It’s about the consumer, stupid!
The world is changing, and rapidly. Many of yesterday’s truths are looking quite outdated today. The emerging new citizens of the world (mostly youth) are a totally different breed than anything witnessed before.
In developing countries such as Kenya, they are leap-frogging the technology and there is nothing like trying to catch up with the west…. they are with the west as far as technology and ways of relating to it is concerned. They are as versatile on Facebook as anybody else, and they come up with innovations on the net as frequently as anybody else.
Though the rest of us grudgingly follow on realisation that you can do nothing to stop an idea whose time has come, we too are way different from what we were some times back. What with all this choice around us in terms of media (100 FM radio stations to chose from up from only two 15 years ago), TV, internet, mobile phones and others.
We have completely changed our social order and we are all grappling with a new societal order and everyday trying to find our position in it. After dismissing Facebook as nothing more than kids play for a long time, I finally made my debut, made peace with my children and we are now coexisting happily. One of them remarked the other day that I must be getting idle by the day!
What we are having today then is an empowered consumer. One who decides what to consume, when, how and where to consume it as endless choices get thrown at them.
Business on the other hand is in the business of creating goods and services that this consumer will pick and use – and make a profit out of it. How then do we keep this consumer interested and indeed loyal to those goods and services?
Watching this space for a while now tells me that one key ingredient in not only keeping the old ones, but winning new ones is engagement. This will call for different ways of working in different industries. In media, one inescapable fact is that the consumer increasingly wants to see himself as part of the news. True, there was an accident on Mombasa road but he was there and probably took an incredibly better shot than the one the newspaper shows on day two. He feels bad that he was not able to offer his photo to the world (that is if he has no blog and is not on Facebook). He feels short-changed because he saw the whole accident and knows the driver was avoiding hitting a pedestrian as opposed to an oncoming motorist, as the mainstream media reported. He begins not liking the newspaper.
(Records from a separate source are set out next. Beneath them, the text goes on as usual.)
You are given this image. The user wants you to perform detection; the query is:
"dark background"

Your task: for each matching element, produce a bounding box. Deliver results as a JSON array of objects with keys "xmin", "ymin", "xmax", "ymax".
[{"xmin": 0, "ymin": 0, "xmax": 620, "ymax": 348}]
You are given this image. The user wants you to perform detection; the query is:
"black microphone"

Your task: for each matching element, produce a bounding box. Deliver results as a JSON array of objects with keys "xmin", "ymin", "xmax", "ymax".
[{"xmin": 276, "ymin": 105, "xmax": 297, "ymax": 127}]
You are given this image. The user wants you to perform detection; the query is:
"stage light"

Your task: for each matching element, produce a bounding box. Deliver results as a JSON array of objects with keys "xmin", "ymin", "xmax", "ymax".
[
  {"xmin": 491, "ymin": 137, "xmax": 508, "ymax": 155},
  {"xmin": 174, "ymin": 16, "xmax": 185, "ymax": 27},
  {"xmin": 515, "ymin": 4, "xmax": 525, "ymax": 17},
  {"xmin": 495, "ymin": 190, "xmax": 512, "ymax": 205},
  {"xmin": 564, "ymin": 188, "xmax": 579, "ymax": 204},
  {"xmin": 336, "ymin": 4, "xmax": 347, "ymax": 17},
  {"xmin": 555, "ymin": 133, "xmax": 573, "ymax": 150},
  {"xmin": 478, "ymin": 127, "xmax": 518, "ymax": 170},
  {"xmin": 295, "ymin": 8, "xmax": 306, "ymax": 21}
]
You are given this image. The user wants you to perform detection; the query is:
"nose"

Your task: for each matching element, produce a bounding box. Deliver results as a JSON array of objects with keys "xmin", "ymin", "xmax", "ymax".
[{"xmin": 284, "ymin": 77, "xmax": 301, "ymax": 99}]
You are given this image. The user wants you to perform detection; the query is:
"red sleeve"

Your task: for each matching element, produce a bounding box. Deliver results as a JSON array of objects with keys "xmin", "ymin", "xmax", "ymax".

Fast-growing reality shows
It’s called citizen journalism and every media organisation must consciously look for ways and means of embracing this. In a more broad sense, the consumer is looking for ways of having a two-way conversation as opposed to being told by the newspaper or radio or TV. No wonder reality shows on TV are some of the fastest growing viewing segments in the world. The most popular radio segments are those that have the highest audience participation in Kenya.
The onset of the internet and its growing importance as the fibre optic stuff gets finalised offers even more incredible ways of engaging the consumer. One will be able to go to a website of a car assembly plant and basically give details of the car you want including shading the colour and adding the extras. The assembly plant gives you a price and a delivery date. You get exactly the car you want without endless journeys to some show room.
The power has shifted to the consumer in another even more fundamental way. While you can advertise and say all the nice things about your brand, it’s the conversations that consumers are having in the blogs that are, more than ever before, shaping the ‘positioning’ of the brand in the consumer’s mind.
A simple conversation along the lines of toothpaste X did not foam last time I used it leads to another consumer saying his tube hardened in the bathroom after only a few days. Very soon, your toothpaste has been analysed by millions of consumers and a verdict given. This not only calls for manufacturers maintaining a consistently higher standard of quality, but great customer service disciplines amongst the employees. A perception of arrogance on a company’s part can be discussed by consumers for days on end with the brand getting hurt at every turn.
Finally, if anybody ever wanted to know just how much consumers have changed and the importance of direct engagement in a two way communication, one needs to look no further than US President Barack Obama’s election campaign. Not only did the campaign raise record amounts of money, it also enlisted the highest number of volunteers in America’s history. A key characteristic of these volunteers was that they all felt they were regularly having a one on one communication with Obama.
Every brand custodian must worry about this new consumer power and rewrite business plans that ceases to talk down to him/her, but engages and most importantly creates a two-way traffic. I must say the recent Tusker Safari Sevens was a great effort in the new way of engagement in our physical world. A lot more awaits.